The right content on the page, including the right keywords, is the goal of SEO consulting services

Once we have a good, targeted keyword list, we need to deploy those keywords in page copy. The list itself will suggest topics and “pain points” that your prospects need information about because they are looking for a solution. The analytical and strategic process leads to ideas for deeper content, and we already know that continually adding content improves your company’s search rankings, because Google measures “freshness” as a ranking metric.

RefreshWeb’s SEO copywriting services include finding the gaps in your company’s website narrative, and working closely with key people in your company to tell your whole story. The “main nav” copy has to be thorough and linked in logical, compelling ways to other pages on your website. The companies we have worked with successfully all do something better than the competition, whether it be greater customization, faster delivery, support for manufacturing, etc., and it is important to bring that out on the website.
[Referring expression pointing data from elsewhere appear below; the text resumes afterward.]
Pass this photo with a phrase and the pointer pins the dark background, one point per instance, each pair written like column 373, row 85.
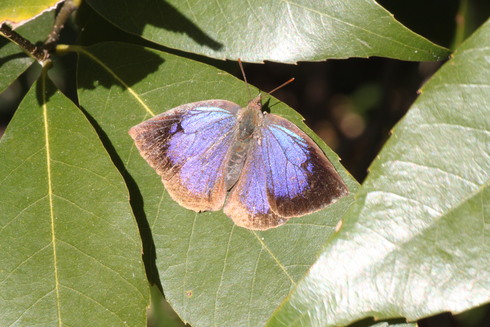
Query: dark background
column 351, row 104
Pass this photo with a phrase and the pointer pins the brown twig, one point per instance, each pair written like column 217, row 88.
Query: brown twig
column 38, row 53
column 42, row 53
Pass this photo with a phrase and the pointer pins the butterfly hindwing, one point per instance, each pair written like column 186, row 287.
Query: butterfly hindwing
column 285, row 175
column 189, row 147
column 300, row 178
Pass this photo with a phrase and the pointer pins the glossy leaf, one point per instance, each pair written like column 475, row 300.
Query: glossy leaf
column 70, row 252
column 212, row 272
column 13, row 60
column 18, row 12
column 416, row 241
column 284, row 31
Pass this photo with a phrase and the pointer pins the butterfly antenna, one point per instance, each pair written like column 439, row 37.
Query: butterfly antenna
column 244, row 77
column 282, row 85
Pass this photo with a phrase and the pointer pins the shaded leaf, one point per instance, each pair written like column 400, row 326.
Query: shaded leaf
column 416, row 241
column 212, row 272
column 284, row 31
column 70, row 253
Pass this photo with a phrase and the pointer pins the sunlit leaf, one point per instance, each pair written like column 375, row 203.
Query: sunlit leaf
column 285, row 31
column 19, row 12
column 415, row 243
column 70, row 252
column 212, row 272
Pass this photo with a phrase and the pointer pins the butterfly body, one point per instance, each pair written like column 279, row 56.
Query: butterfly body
column 260, row 168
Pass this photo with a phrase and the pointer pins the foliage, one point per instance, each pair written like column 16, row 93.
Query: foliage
column 82, row 216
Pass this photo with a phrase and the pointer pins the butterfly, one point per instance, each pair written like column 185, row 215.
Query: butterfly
column 260, row 168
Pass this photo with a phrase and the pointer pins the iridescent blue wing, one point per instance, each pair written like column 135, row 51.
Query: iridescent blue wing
column 189, row 147
column 285, row 175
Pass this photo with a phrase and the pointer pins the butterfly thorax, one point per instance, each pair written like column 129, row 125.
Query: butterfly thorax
column 249, row 118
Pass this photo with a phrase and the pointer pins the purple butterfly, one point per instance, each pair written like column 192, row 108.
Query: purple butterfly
column 261, row 167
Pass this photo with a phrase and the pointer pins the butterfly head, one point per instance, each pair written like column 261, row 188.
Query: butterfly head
column 256, row 103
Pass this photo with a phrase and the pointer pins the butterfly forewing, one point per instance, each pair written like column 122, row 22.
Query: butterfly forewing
column 189, row 146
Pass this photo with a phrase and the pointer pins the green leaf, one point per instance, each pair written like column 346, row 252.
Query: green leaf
column 70, row 253
column 416, row 241
column 284, row 31
column 13, row 60
column 212, row 272
column 18, row 12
Remember, the goal of great content is top rankings. When you’re on Google’s first page, they’re saying you’ve got one of the 10 best pages on the web.
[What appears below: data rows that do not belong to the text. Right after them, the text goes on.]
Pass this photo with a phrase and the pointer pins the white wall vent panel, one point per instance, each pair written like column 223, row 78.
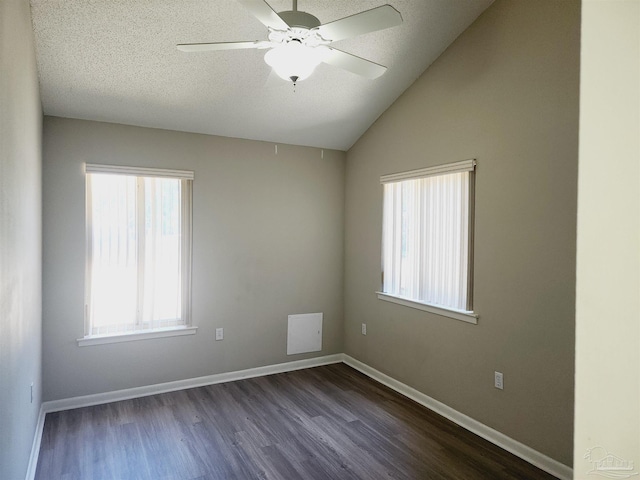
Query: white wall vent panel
column 304, row 333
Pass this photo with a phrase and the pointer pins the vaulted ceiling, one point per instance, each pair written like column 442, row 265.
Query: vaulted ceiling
column 116, row 61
The companies we have worked with successfully all do something better than the competition, whether it be greater customization, faster delivery, support for manufacturing, etc., and it is important to bring that out on the website.

The companies we have worked with successfully all do something better than the competition.
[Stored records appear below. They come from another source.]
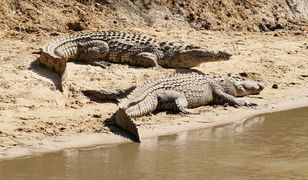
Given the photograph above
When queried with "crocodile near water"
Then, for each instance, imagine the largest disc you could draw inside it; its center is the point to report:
(100, 48)
(179, 91)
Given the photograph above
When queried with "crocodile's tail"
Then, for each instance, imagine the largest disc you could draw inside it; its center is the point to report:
(126, 123)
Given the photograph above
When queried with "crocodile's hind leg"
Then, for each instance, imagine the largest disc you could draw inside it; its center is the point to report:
(93, 52)
(109, 94)
(167, 97)
(146, 59)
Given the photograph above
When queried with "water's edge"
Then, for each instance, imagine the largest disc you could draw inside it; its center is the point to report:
(98, 140)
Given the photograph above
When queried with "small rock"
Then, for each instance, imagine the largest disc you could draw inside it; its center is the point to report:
(275, 86)
(54, 34)
(62, 128)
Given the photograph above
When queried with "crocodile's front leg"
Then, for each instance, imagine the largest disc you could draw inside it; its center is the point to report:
(93, 52)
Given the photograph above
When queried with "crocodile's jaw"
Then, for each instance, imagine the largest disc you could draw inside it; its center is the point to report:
(195, 57)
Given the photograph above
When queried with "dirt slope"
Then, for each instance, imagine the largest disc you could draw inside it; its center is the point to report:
(51, 17)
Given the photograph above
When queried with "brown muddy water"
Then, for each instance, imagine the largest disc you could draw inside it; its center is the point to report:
(271, 146)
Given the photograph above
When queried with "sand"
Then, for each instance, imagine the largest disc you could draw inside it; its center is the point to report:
(35, 117)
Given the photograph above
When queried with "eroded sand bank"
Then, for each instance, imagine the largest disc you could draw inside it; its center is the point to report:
(35, 117)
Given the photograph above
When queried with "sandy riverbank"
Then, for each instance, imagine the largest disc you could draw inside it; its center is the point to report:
(35, 117)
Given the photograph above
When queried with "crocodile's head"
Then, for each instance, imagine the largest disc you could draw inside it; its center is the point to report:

Here’s the heart of the matter: Google can detect “deep copy” organized around a focused set of keywords. Google also thinks the best web properties are never finished adding content and deserve high rankings. Over time, continually adding to your argument with more and deeper content improves your rankings. So work with a Premium Optimized Content Strategy Agency to put the best copy you can on your website.

RefreshWeb: The Optimized Content Strategy Agency

We see too many companies that expend much effort and many resources on web design and usability and treat their copy, particularly on the main pages, as something of an afterthought. Companies will come to us and say they want to improve their rankings, but their website has main pages with 150 words of copy on them, with few compelling ideas. The first thing we tell them they need more copy with a good argument in it on main pages…Google likes to see 300-500 words of copy, with your search terms included in multiple ways.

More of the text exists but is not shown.